Advent 2021:

Come and Worship

A Free Online Advent Calendar and Devotional Journey

Advent is more than a countdown to Christmas Day. It’s a season to prepare our hearts to celebrate the incarnation of our Savior, Jesus Christ. Thankfully, this kind of preparation doesn’t require a lot of time, tinsel, ingredients, or wrappings. The only thing needed is to come and worship.

May these Advent devotions be your daily opportunity to respond to that invitation. Visit the calendar below for new devotionals each day or subscribe to receive them directly in your inbox, along with some fun surprises and free downloadables along the way!

December 22
Come and Worship

Excerpted from God with Usby Joshua Cooley, author ofCreator, Father, King

The Word became human and made his home among us. – John 1:14, NLT

Throughout history, God has performed some astounding miracles:

– the creation of the universe

– the worldwide Flood

– the parting of the Red Sea

– the walls of Jericho falling

– Jonah surviving in the belly of the great fish

But the greatest miracle in history is captured in today’s verse: “The Word became human and made his home among us.” We call this the Incarnation. It literally changed the course of human history.

Throughout the Old Testament, God appeared to his people in many ways. He appeared to Moses in the burning bush; to the Israelites at Mount Sinai in thunder, lightning, and smoke; and to Ezekiel in a vision of a heavenly throne room so magnificent that it stretched the prophet’s ability to describe it with human language.

But the Incarnation was completely different.

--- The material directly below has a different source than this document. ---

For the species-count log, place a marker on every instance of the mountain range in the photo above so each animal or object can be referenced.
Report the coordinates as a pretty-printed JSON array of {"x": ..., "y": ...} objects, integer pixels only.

In the Bethlehem manger, God took on human flesh. This wasn’t just a brief manifestation. The eternal Second Person of the Trinity became one of us and lived among us for more than thirty years. The Lord walked like us, talked like us, and looked like us. He got thirsty, hungry, and tired. He felt joy and pain. The human experience was his, excluding sin (Hebrews 4:15).

He was—wonderfully, miraculously, inscrutably—fully God and fully man. This is why Matthew declares in his Gospel that Jesus was “Immanuel, which means ‘God is with us’” (1:23). There is beautiful mystery to Jesus’ incarnate nature that we were never meant to fully understand this side of heaven.

Why on earth would God come to earth? Why would the Father send his Son to a world ravaged by sin, where his own image bearers—in the most fiendish of ironies—would reject, torture, and kill him?

That’s exactly why. The answer lies within the question. He came because we needed him desperately. Because there was no other way for our sins to be atoned for. Because only the Father’s love and the Son’s sacrifice could restore the relationship sin had severed. He came to save us from ourselves.

Christ left heaven’s glory and took on human flesh for you. What is there left to do but worship and adore the incarnated-now-glorified Savior? Praise his name!

For further reflection:

Read the apostle Paul’s beautiful treatment of Jesus’ incarnation, sacrifice, and glorification in Philippians 2:5-11.